In the end, Melchert-Dinkel did exactly what he counseled others not to do. He sought help. When the St. Paul police left his house after that initial interview, Melchert-Dinkel went to the local emergency room and repeated his story to the triage nurse and then—presumably because he was feeling suicidal— was transferred to a hospital in Owatonna.

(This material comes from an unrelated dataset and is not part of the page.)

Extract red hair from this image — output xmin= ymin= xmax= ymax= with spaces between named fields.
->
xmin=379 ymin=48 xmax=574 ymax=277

“Wanted to be caretaker or nurturer…,” an admissions nurse wrote in an assessment for his admission. “Feels worthless, guilty.”

Had Melchert-Dinkel logged onto alt.suicide.holiday, of course, dozens of people would have counseled him not to seek medical help. Chances are someone would have been waiting, poised to offer another way out.

Beth Hawkins, a Minneapolis writer, profiled St. Paul attorney Jeff Anderson, who is suing the Vatican over sexual abuse by priests, in the August issue of Minnesota Monthly.